Digamos quem era Corvo. Depois veremos Gomes Freire.
Continua o author dos Annaes:
«1824
«Em 30 d'abril o infante D. Miguel prende el-rei D. João VI, no paço da Bemposta, e assoalha que os pedreiros livres o queriam matar.
«Appareceram tambem duas cartas, que por serem pouco conhecidas, as vamos transcrever:
«Carta de José d'Andrade Corvo a seu irmão em Torres-Novas
«Meu Francisco.--Saberás que o bravo infante acaba de salvar a patria, descobrindo uma facção que tentava assassinar el-rei e toda a familia real: toda a tropa d'esta capital esteve hontem em armas, e o dia 30 d'abril será um dia memoravel nos fastos da historia portugueza. Já estão presos os malvados, e entre elles os condes de Villa-Flôr, Paraty, e da Taipa, etc.
«Eu appareci immediatamente a cavallo n'aquelle dia, e andei sempre ao lado do infante, o mais bravo homem que tenho conhecido, e portei-me como Corvo; porém, meu Francisco, qual foi o meu desgosto por tu aqui não estares?
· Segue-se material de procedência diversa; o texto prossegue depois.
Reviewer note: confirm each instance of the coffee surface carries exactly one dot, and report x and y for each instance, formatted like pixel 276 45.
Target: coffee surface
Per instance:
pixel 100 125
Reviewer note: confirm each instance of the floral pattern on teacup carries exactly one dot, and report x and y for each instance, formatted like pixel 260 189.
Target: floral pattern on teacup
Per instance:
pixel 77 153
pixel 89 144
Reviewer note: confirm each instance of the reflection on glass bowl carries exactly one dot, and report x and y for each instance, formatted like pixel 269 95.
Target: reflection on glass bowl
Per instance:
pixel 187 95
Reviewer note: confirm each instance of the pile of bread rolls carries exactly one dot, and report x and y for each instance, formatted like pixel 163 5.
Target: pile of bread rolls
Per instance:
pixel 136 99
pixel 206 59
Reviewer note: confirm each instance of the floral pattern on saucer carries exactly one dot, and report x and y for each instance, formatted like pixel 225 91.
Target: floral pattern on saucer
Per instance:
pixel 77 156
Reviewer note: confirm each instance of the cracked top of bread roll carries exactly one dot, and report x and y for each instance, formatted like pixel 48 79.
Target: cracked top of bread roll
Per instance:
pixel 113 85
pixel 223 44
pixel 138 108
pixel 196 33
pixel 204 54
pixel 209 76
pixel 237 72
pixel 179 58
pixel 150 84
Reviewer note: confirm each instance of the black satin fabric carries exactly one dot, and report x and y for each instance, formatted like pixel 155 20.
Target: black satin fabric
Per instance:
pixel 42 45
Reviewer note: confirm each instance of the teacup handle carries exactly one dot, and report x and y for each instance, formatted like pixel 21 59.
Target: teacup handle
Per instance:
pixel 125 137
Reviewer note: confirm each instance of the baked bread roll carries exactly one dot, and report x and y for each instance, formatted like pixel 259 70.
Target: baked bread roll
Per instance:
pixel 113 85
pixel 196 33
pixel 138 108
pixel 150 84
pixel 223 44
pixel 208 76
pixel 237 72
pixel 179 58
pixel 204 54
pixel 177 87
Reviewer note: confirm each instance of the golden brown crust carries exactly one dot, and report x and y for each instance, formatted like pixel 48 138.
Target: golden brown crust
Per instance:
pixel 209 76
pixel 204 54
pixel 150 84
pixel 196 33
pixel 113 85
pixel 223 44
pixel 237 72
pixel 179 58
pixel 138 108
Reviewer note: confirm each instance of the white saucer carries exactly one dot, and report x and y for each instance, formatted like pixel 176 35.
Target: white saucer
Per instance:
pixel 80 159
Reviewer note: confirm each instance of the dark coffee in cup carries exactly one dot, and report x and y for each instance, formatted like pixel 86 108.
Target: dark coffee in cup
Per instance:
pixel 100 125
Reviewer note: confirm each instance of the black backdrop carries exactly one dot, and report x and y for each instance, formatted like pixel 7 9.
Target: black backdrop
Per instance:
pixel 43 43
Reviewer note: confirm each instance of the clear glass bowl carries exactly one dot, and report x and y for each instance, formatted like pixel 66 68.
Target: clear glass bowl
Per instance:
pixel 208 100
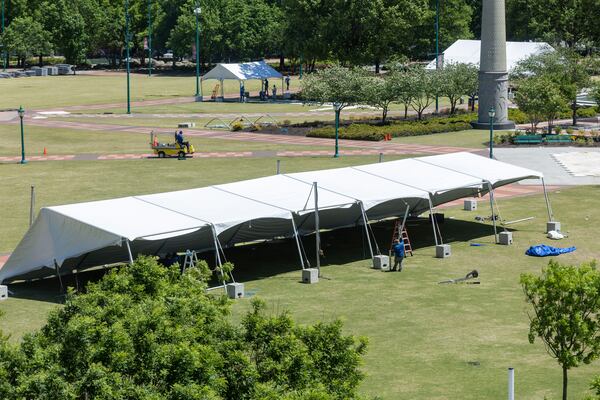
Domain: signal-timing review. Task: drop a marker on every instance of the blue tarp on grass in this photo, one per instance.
(542, 250)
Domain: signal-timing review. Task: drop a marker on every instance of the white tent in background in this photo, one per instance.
(468, 52)
(79, 236)
(242, 72)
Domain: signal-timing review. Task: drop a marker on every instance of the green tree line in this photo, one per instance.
(353, 32)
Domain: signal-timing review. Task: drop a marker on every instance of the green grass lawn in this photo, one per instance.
(70, 141)
(426, 341)
(59, 91)
(472, 138)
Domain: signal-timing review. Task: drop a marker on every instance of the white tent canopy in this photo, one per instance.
(79, 236)
(468, 52)
(242, 71)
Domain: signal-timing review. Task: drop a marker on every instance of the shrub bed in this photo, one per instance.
(397, 129)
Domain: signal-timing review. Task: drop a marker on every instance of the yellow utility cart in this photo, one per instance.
(162, 150)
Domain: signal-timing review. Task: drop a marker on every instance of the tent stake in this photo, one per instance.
(317, 228)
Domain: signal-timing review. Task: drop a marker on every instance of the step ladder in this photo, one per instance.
(404, 235)
(215, 91)
(190, 261)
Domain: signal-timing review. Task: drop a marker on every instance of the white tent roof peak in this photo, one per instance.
(242, 71)
(468, 52)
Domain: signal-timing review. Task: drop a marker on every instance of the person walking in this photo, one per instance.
(398, 249)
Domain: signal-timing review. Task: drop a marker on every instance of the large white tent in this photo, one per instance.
(79, 236)
(468, 52)
(242, 72)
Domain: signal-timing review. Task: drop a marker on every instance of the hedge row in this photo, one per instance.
(519, 117)
(400, 129)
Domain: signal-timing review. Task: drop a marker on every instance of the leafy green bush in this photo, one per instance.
(147, 332)
(397, 129)
(517, 116)
(586, 112)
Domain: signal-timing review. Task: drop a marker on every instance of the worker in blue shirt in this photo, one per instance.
(398, 249)
(181, 142)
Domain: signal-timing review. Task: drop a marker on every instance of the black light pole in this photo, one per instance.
(437, 48)
(21, 112)
(149, 37)
(492, 114)
(127, 55)
(4, 55)
(197, 12)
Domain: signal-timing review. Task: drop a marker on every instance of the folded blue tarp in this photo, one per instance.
(541, 250)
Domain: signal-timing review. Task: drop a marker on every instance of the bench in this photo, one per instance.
(527, 139)
(558, 139)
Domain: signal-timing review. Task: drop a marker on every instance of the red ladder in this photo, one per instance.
(404, 234)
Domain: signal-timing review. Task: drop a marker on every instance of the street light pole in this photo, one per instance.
(437, 48)
(337, 128)
(3, 48)
(127, 55)
(21, 112)
(197, 11)
(149, 37)
(492, 114)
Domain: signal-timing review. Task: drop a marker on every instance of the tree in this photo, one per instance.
(566, 313)
(564, 67)
(424, 85)
(148, 332)
(25, 38)
(456, 80)
(381, 93)
(337, 85)
(540, 99)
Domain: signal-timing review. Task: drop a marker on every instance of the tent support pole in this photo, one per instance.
(219, 264)
(365, 222)
(297, 241)
(57, 268)
(491, 189)
(129, 251)
(432, 218)
(317, 228)
(548, 207)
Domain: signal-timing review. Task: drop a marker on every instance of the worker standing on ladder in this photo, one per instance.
(398, 249)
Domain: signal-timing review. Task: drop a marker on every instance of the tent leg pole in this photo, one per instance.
(432, 218)
(317, 228)
(297, 241)
(129, 252)
(56, 267)
(491, 189)
(404, 219)
(220, 265)
(548, 207)
(366, 224)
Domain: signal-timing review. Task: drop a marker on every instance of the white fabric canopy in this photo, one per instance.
(78, 236)
(468, 52)
(242, 72)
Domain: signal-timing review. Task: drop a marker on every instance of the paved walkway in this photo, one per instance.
(541, 159)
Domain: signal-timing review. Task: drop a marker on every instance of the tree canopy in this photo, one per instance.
(148, 332)
(565, 314)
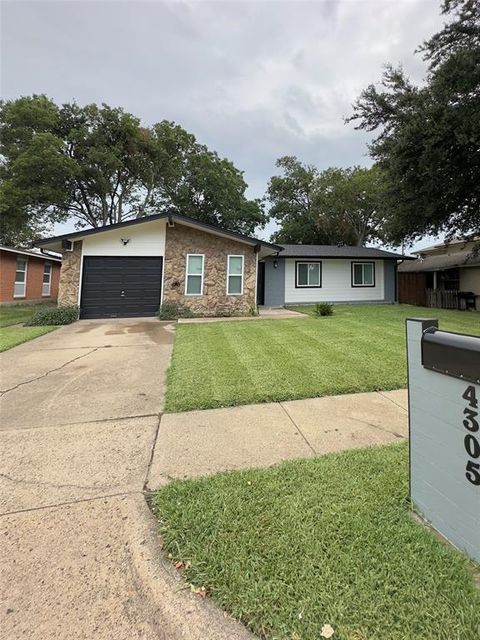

Quando vi entrar o teu regimento, e te não vi, correram-me as lagrimas. Vai logo ter com o juiz de fóra, e faz com que ahi se acclame el-rei, e que se ponham luminarias, e se cante Te-Deum. Paiva Raposo foi quem descobriu tudo ao infante, e agora levará o diabo os pedreiros livres, e triumpharão os homens de bem.--Teu mano, etc.»